DO PONTO de vista humano, tendemos a valorizar mais os trabalhos que recebem maior remuneração, que gozam de prestígio social ou que se destacam pela sua eficácia. Às vezes, também acontece que as pessoas, talvez não na teoria, mas na prática, vão atribuindo ao trabalho um lugar demasiado central nas suas vidas, de tal forma que a atividade profissional invade os espaços que deveriam ser reservados ao trato com Deus, à vida familiar ou às relações de amizade. Diante destas situações, pode ser oportuno parar e refletir: qual é o sentido último do meu trabalho? Estou trabalhando como Deus quer? O que o Senhor realmente aprecia no meu trabalho?

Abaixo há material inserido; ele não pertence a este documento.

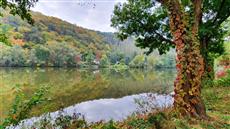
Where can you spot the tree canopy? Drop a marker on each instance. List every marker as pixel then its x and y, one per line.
pixel 148 22
pixel 19 7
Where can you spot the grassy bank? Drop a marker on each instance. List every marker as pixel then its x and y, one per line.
pixel 216 98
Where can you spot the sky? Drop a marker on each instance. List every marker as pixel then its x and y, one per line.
pixel 91 14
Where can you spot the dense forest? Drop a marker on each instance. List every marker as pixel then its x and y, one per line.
pixel 54 42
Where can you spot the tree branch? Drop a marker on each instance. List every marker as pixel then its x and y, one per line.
pixel 163 38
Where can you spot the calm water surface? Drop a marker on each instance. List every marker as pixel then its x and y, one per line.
pixel 87 91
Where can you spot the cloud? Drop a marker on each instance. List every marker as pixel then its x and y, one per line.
pixel 91 14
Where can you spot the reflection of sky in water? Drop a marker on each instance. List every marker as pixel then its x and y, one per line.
pixel 107 109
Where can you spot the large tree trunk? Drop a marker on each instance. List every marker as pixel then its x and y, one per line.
pixel 189 61
pixel 209 73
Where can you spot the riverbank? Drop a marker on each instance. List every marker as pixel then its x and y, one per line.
pixel 217 103
pixel 215 96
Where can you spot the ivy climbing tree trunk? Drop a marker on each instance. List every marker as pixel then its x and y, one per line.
pixel 189 61
pixel 208 61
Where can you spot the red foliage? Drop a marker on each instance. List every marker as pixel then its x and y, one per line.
pixel 221 74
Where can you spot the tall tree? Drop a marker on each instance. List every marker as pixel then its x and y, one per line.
pixel 148 21
pixel 184 24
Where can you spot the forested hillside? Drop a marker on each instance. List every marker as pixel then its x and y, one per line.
pixel 54 42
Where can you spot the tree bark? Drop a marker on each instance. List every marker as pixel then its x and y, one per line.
pixel 189 61
pixel 209 73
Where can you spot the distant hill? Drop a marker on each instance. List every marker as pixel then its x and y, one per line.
pixel 50 29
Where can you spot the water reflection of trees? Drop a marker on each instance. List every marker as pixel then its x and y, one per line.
pixel 69 86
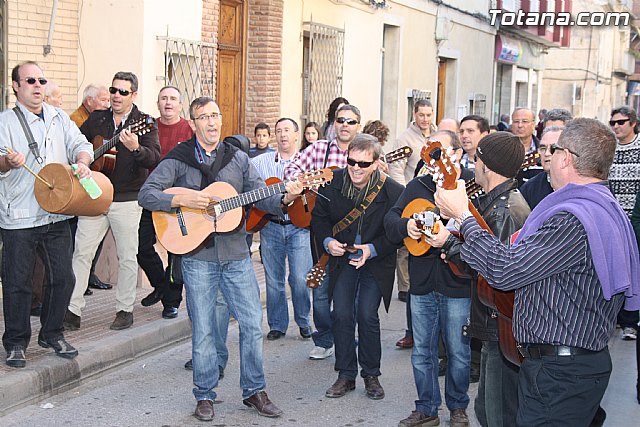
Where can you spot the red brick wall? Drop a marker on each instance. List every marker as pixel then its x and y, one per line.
pixel 264 62
pixel 210 20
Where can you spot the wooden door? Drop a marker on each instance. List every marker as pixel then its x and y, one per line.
pixel 442 78
pixel 231 70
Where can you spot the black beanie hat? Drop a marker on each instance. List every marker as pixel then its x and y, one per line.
pixel 502 152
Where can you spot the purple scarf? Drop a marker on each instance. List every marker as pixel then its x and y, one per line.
pixel 611 238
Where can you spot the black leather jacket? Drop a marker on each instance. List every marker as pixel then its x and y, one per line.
pixel 504 210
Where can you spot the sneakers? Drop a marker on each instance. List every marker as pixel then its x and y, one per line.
pixel 418 419
pixel 629 334
pixel 16 357
pixel 319 353
pixel 124 320
pixel 71 321
pixel 459 418
pixel 60 346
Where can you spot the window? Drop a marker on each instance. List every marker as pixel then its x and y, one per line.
pixel 322 69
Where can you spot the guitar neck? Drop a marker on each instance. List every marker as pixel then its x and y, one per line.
pixel 250 197
pixel 106 146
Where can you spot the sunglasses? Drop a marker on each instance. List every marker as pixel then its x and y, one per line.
pixel 32 80
pixel 113 90
pixel 554 147
pixel 350 122
pixel 363 165
pixel 618 122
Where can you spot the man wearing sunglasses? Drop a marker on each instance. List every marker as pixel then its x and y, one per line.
pixel 362 262
pixel 135 155
pixel 25 225
pixel 439 304
pixel 322 154
pixel 624 181
pixel 565 313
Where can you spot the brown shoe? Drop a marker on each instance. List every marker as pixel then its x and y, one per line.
pixel 263 405
pixel 341 387
pixel 418 419
pixel 124 320
pixel 204 410
pixel 459 418
pixel 405 342
pixel 373 387
pixel 71 321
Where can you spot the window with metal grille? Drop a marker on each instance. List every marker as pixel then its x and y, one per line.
pixel 478 104
pixel 322 69
pixel 189 66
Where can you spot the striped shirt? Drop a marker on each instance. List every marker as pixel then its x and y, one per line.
pixel 312 158
pixel 559 298
pixel 270 165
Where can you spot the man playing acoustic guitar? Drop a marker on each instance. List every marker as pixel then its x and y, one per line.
pixel 497 161
pixel 220 262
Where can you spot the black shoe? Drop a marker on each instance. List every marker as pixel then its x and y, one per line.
pixel 96 283
pixel 16 358
pixel 274 335
pixel 37 310
pixel 169 313
pixel 60 346
pixel 71 321
pixel 305 332
pixel 153 298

“O homem não pode limitar-se a fazer coisas, a construir objetos. O trabalho nasce do amor, manifesta o amor, ordena-se ao amor”[4]. É o amor que o Senhor aprecia no nosso trabalho e que transforma uma tarefa aparentemente insignificante em algo grandioso e heroico. São Josemaria comentou, certa vez, a duas pessoas que cuidavam do jardim de uma casa: “Que magníficas estão todas estas plantas, todas estas flores... O que vocês acham? Que vale mais o seu trabalho ou o de um ministro?”. Eles ficaram calados, mas o fundador do Opus Dei prosseguiu de imediato: “Depende do amor que vocês tiverem: se fizerem isso com mais amor do que um ministro, vale mais o seu trabalho”[5].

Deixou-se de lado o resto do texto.